A discussion of outsider art must (to me) include social issues. When the term “outsider art” was introduced in 1972, it was intended to be synonymous with art brut, but many took the term literally. They asked: outside of what? Many thought it meant outside the world of commercial art (i.e., outside the canon of art history), while others said it meant outside of society (i.e., it was created by marginalized artists). This triggered an ongoing – and still unresolved debate – about who is “in” and who is “out”.
(It’s interesting that in the United States, “outsider artist” was felt to be a pejorative label and was recently replaced by the term, “self-taught”. That’s an entire chapter in itself. More on this later.)
In the past, outsider art (art brut) focussed on artists who suffered from a mental illness (see previous blogs).
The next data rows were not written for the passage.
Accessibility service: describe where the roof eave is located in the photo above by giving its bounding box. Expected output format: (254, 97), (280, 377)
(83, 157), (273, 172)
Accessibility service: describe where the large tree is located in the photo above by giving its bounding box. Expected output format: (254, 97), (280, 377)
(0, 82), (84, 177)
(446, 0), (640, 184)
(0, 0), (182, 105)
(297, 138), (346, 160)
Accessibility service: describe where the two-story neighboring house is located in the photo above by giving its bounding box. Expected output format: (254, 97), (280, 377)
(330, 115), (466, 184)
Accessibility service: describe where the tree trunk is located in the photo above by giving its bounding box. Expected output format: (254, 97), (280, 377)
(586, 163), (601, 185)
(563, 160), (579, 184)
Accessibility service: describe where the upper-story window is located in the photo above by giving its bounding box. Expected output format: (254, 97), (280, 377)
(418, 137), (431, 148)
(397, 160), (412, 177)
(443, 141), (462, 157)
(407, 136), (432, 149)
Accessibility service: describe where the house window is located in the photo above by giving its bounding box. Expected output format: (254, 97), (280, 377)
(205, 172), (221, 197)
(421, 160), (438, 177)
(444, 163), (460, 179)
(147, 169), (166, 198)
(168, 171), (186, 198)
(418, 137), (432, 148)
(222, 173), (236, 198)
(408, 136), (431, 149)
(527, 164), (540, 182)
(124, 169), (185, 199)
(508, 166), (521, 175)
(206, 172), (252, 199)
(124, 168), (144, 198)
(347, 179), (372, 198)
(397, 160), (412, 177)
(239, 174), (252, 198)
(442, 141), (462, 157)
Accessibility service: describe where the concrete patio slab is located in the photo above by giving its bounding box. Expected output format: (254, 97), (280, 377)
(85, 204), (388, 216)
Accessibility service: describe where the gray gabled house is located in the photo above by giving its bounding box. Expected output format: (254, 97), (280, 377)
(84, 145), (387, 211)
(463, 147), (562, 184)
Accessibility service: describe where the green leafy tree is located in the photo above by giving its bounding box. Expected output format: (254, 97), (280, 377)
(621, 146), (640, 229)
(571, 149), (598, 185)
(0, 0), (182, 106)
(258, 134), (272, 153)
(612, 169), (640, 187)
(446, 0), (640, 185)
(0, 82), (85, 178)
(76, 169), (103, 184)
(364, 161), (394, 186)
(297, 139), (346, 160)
When I visited Galerie Art Cru in Berlin several years ago, I had the opportunity to learn about the German perspective on outsider art. Like many cities in Europe and North America, Berlin has ateliers (art studios) for people with mental disabilities. Although I did not have the opportunity to visit one, I think they operate like Creative Growth art center in San Francisco. (It provides art studio space to adults with developmental, mental and physical disabilities.)
Galerie Art Cru exhibits the work of artists connected with these kinds of studios. (One of their artists is Joseph Hofer, whose artwork is pictured at right.) I explained that not all outsider artists in the United States suffer from a mental disability. I was thinking of reclusive and eccentric artists like Henry Darger. The gallery staff was shocked. If this were so, they questioned, how could a collector or gallerist ever determine who was a real outsider artist and where would you find artwork to exhibit? I had no answer to that. We clearly did not have a meeting of minds.
There has been an international move towards social inclusion, a topic that comes up frequently in Europe, particularly France and Germany. In fact, the EU has led the movement, striving to raise the standard of living and strengthen communities by providing opportunities for all European citizens. As I understood it, social inclusion in every facet of life, was the mantra of all Berliners. Hence, the desire to include those with mental disabilities in the art world. So now, in Europe generally, the category of outsider artists includes those with mental health issues (like schizophrenia), and also those who have mental or intellectual disabilities, like autism, developmental delays, or Down Syndrome.
This development puzzles me and led to an exploration of the issue of social inclusion and exclusion. Social inclusion is a laudable objective and should not be scorned. But for me, the issue of social inclusion/exclusion is inextricably linked to power. How can one include people and groups into structured systems that have systematically excluded them in the first place? One author calls this the dance of the dialectic.
Shouldn’t we be challenging the hierarchies that create this dialectic instead of bringing (allowing?) people into “our” social group? Without reflecting on our acts of social inclusion are we, unwittingly, participating in the use and abuse of power? It’s still the ones who have power who decide who is allowed into the art world and who remains barred!
As for Joseph Hofer, a German artist with a significant intellectual disability, I would collect his work regardless of knowing his biography. So it’s not that I think it’s the “wrong” decision to re-define outsider art, but I struggle to understand the reasons behind the decisions. Are the decisions based on evolving views of art or are we simply responding to the imperative of social inclusion?